Tutorial
11 min read

Deep Learning with Azure: PyTorch distributed training done right in Kedro

At GetInData we use the Kedro framework as the core building block of our MLOps solutions as it structures ML projects well, providing great abstraction for nodes, pipelines, datasets and configuration. This creates easy to maintain and composable code for data processing, training and evaluating models, while not limiting the machine learning frameworks Data Scientists can use. We also provide workshops for Data Scientists to get them up-to-speed with making Kedro work for them to solve real problems and provide value for our clients. One of the recent use cases we encountered that was not supported out-of-the-box by Kedro was the distributed training scenario. Data Scientists love neural networks, but training them at scale usually requires more compute power than is available on a single machine (even with GPU). Larger networks such as BERT, GPT-2, ViT or even top variants of EfficientNet and ResNet combined with large datasets take a long time to train, which results in both unhappy Data Scientists and a longer experiment feedback loop, which is discouraging for business.

Combining the worlds of neural networks, Kedro and distributed training can be quite a challenge and requires a lot of manual configuration. We knew this, so we decided to make yet another contribution to the Kedro community. In this blog post we will demonstrate how to use PyTorch with Kedro to train neural networks and then easily scale-out the training using distributed computing, thanks to our recently-released new feature for the Kedro AzureML plugin.

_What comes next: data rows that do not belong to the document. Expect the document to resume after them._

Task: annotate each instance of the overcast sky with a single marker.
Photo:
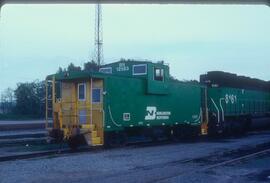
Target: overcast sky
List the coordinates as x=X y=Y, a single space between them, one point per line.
x=36 y=39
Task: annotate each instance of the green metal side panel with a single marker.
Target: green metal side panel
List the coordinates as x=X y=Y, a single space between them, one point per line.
x=128 y=97
x=232 y=101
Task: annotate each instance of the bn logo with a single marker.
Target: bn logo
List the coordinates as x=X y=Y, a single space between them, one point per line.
x=151 y=113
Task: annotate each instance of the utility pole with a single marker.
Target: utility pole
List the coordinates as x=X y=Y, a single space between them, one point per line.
x=98 y=36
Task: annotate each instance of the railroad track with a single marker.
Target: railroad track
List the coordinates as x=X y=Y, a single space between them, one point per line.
x=65 y=151
x=40 y=154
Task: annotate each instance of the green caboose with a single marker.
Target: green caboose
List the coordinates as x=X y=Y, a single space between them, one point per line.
x=123 y=99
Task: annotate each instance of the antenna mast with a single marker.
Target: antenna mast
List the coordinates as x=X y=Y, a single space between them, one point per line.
x=98 y=36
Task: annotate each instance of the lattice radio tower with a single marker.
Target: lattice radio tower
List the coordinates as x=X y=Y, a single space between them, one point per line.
x=98 y=36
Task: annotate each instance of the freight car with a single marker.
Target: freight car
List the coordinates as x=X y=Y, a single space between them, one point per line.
x=235 y=103
x=130 y=98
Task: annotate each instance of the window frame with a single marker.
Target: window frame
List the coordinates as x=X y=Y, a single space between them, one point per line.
x=100 y=98
x=78 y=90
x=110 y=68
x=162 y=72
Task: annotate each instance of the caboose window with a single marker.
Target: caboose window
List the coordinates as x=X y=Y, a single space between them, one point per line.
x=96 y=95
x=107 y=70
x=81 y=91
x=139 y=69
x=158 y=74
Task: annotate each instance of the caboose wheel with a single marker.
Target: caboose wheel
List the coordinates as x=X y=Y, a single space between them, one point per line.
x=75 y=142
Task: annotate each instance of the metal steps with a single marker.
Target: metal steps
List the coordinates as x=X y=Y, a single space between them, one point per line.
x=92 y=137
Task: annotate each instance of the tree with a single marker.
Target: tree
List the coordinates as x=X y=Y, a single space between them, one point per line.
x=7 y=100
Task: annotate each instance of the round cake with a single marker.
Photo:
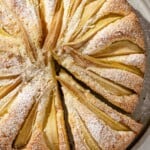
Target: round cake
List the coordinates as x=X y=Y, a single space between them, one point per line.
x=70 y=73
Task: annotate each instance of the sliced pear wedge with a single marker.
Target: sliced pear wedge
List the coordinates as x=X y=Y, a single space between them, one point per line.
x=110 y=86
x=4 y=33
x=81 y=97
x=74 y=5
x=89 y=61
x=89 y=10
x=26 y=130
x=91 y=32
x=118 y=48
x=6 y=89
x=90 y=141
x=51 y=131
x=55 y=29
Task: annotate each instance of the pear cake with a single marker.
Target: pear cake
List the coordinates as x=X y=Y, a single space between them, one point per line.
x=70 y=71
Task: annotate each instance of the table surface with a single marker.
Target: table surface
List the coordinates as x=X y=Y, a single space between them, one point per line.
x=143 y=6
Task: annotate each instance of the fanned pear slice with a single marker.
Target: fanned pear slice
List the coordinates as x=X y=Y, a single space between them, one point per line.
x=19 y=109
x=51 y=132
x=119 y=31
x=118 y=48
x=6 y=102
x=8 y=88
x=108 y=120
x=89 y=10
x=126 y=101
x=136 y=60
x=97 y=27
x=18 y=40
x=55 y=27
x=83 y=118
x=49 y=116
x=125 y=78
x=26 y=130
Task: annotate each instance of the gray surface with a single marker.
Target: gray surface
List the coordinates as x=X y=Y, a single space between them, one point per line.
x=142 y=112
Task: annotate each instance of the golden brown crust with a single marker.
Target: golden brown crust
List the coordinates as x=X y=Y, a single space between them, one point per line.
x=31 y=33
x=127 y=28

Kedro + PyTorch + Azure ML setup

We will use the same scenario used in Kedro AzureML’s quickstart (kedro-azureml >= 0.2.2 is required here) with modifications for neural network training with PyTorch. For that purpose, we added PyTorch Lightning as an additional dependency to the project. We’re skipping the initial setup covered by the docs in this blogpost and moving on to the important parts. We encourage you to go through the plugin’s quickstart first.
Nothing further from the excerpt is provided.